For the first time the women looked angry, vengeful. The rain battered against the hundreds of glass panes around them with increasing ferocity.
‘Some corporation. Maybe BOAZ. For a road. Or an airport extension, some such nonsense.’ Aigle, in illustration of destruction, stood on the fragments of snail shell, crisply crushing them to dust.
‘It’s like Joni Mitchell said, they paved paradise and put up a parking lot,’ said Arethusa, ‘Joni should never have left us for the human world,’ she mused, ‘she had real insight.’
‘Of course, Hera is really angry and taking out her vengeance on the world; hurricanes, droughts, floods,’ said Aigle,’ but I am not sure if there is any real point, since people don’t really believe in her or Zeus or any of us, so they aren’t going to do anything about finding some mythical apples. And the tree is still gone. We complained to the local council about it being destroyed and they just said that if it was that important, we should have taken out a tree preservation order on it.‘
‘The council? Back in Greece?’
‘The tree was nearer Greenock than Greece, sonny, we guarded it in the far west, to the Greeks, that’s why our other name is The Atlantides’. That capitalized definite article again. She saw Calum looking doubtful, confused even. ‘You’re not the sharpest arrow in the quiver are you, Calum? Atlantides from Atlantic, the ocean which beat upon the shore whereon grew our tree and which is as we speak is probably being viciously developed as a hotel and golf course.’

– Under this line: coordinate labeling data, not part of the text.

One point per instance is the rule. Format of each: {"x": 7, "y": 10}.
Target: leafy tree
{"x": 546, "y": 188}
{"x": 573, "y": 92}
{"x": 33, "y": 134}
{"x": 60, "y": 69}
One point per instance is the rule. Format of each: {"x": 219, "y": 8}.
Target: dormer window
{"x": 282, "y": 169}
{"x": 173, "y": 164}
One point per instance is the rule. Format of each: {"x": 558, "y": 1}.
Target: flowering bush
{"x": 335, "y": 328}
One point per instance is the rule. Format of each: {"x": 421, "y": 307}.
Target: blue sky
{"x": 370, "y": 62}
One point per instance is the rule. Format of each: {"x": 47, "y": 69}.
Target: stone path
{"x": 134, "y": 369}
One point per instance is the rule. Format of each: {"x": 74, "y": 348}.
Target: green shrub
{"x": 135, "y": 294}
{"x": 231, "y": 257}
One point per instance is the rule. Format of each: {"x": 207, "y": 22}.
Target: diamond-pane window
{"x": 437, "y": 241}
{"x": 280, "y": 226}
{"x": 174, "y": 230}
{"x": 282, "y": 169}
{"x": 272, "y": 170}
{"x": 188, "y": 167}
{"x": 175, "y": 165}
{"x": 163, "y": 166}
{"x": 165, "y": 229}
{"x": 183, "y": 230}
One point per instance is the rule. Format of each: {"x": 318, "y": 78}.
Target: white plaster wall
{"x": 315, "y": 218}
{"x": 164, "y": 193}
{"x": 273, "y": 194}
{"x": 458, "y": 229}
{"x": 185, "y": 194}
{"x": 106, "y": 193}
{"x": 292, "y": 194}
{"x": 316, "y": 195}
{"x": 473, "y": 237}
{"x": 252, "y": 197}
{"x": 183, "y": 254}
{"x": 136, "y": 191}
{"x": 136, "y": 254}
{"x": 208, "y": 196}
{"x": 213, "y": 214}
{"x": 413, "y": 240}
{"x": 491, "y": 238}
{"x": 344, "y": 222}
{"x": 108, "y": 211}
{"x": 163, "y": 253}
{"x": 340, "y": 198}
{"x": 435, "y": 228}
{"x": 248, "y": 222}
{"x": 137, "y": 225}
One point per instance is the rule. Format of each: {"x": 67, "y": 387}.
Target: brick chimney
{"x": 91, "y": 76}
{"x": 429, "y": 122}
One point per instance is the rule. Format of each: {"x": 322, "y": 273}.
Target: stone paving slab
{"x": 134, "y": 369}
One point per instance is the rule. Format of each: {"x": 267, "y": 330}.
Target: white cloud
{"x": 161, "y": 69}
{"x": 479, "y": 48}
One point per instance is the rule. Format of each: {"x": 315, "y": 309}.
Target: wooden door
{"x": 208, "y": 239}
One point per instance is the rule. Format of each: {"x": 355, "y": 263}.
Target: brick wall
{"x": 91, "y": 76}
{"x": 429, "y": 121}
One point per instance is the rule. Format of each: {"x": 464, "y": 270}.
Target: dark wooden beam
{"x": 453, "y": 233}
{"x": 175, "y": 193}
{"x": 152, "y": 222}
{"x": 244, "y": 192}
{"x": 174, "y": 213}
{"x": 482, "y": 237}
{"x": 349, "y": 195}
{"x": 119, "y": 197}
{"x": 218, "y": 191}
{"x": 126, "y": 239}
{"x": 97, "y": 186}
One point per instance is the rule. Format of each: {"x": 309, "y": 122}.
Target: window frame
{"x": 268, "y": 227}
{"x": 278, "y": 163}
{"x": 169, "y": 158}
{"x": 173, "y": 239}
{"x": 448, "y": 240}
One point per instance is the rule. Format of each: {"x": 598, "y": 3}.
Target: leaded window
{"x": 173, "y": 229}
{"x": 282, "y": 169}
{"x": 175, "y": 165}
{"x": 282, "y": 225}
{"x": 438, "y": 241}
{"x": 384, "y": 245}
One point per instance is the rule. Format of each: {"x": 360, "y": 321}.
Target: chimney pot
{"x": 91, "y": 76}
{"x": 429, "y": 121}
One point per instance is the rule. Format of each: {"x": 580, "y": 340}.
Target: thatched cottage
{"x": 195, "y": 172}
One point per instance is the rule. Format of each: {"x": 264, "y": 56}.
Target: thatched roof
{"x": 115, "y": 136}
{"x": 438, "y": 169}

‘A curse on their honeymoon suites, let them know no fun therein,’ hammed up Arethusa,’ and let their bunkers be of quicksand.’
Hestia took up the explanation. ‘Hera had overlooked that what you humans are doing to the planet far outweighs any of her acts. When it dawned on her she said that we find the apples or she sends in the heavy mob.’
‘Then it’s pretty much goodnight Irene from the present six billion humans. Peace at last for the planet. Back to square one, clubs and caves for you lot, not clubbing and cappuccinos’ said Arethusa sadly, ‘ and no more shopping for us, nor make-overs, movies…it is going to be such a bore.’
‘This “heavy mob”, what is it? Spartan types?’ Calum pictured the scene; a few score helmeted and skirted swordsmen against machine-guns, bombers and tanks.
‘I think not. We were not the only guardians of the apples. There was Ladon too, though he had been asleep for the last few centuries, now he’s awake and just raring to obliterate civilization.’
‘Ladon?’
‘Ladon the dragon.’
‘A sort of figurative dragon? One that is revealed as a sort of symbol of our brutal handling of the planet, where heat and smoke produced by us becomes the dragon that will consume us all?
‘Not figurative, no. He’s in there.’
They all four turned and pointed into the main body of the palm-house. Within the tall palms and dense undergrowth of tree ferns something large and green shone dully in odd glances of light from the street. A thin spiral of smoke wound toward the glasshouse roof.
They just rebuilt this thing, Calum thought, what was it, seven million? Maybe he should get those snails back in their pond. Maybe it was too late.